DRIFT Study on Cerium−Tungsten/Titiania Catalyst for Selective Catalytic Reduction of NOx with NH3

CeO2/TiO2 and CeO2−WO3/TiO2 catalysts prepared by impregnation method assisted with ultrasonic energy were investigated on the selective catalytic reduction (SCR) of NOx (NO and NO2) by NH3. The catalytic activity of 10% CeO2/TiO2 (CeTi) was greatly enhanced by the addition of 6% WO3 in the broad temperature range of 200−500 °C, the promotion mechanism was proposed on basis of the results of in situ diffuse reflectance infrared transform spectroscopy (DRIFT). When NH3 was introduced into both catalysts preadsorbed with NO + O2, SCR would not proceed except for the reaction between NO2 and ammonia. For CeO2/TiO2 catalysts, coordinated NH3 linked to Lewis acid sites were the main adsorbed ammonia species. When NO + O2 was introduced, all the ammonia species consumed rapidly, indicating that these species could react with NOx effectively. Two different reaction routes, L-H mechanism at low temperature (<200 °C) and E-R mechanism at high temperatures (>200 °C), were presented for SCR reaction over CeO2/TiO2 catalyst.
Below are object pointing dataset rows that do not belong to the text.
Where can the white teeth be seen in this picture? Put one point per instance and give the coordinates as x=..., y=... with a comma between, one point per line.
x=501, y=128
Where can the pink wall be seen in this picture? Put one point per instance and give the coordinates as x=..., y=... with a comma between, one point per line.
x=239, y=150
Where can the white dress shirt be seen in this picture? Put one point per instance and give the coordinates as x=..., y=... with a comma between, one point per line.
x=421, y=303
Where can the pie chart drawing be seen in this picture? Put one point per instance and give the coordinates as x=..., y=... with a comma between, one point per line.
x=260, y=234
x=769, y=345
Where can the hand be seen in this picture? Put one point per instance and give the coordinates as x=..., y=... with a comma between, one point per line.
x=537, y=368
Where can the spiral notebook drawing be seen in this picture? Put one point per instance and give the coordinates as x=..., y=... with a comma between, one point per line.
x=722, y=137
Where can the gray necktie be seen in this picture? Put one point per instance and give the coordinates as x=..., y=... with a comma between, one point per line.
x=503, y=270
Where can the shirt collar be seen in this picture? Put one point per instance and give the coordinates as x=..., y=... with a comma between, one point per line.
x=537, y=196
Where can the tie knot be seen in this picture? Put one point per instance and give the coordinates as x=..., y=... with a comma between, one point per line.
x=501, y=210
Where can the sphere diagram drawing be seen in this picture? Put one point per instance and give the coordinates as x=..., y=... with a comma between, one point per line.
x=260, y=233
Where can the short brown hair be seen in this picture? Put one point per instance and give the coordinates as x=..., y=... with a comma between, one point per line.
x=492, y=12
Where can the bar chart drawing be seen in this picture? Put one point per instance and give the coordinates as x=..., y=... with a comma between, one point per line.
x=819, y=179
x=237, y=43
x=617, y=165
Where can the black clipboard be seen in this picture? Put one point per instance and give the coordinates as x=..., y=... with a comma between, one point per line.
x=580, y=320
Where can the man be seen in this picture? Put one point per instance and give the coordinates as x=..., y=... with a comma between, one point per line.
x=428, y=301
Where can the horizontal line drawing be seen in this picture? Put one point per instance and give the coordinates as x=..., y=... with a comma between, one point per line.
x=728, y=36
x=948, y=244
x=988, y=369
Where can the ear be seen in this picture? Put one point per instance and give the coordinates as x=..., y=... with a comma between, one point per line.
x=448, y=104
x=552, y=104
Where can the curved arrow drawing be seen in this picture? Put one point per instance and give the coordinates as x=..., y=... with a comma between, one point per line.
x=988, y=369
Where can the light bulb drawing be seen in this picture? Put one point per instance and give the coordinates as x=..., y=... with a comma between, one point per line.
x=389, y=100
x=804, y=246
For CeO2−WO3/TiO2 catalysts, the Lewis acid sites on Ce4+ state could be converted to Brønsted acid sites due to the unsaturated coordination of Cen+ and Wn+ ions. When NO + O2 was introduced, the reaction proceeded more quickly than that on CeO2/TiO2. The reaction route mainly followed E-R mechanism in the temperature range investigated (150−350 °C) over CeO2−WO3/TiO2 catalysts. Tungstation was beneficial for the formation of Ce3+, which would influence the active sites of the catalyst and further change the mechanisms of SCR reaction. In this way, the cooperation of tungstation and the presence of Ce3+ state resulted in the better activity of CeO2−WO3/TiO2 compared to that of CeO2/TiO2.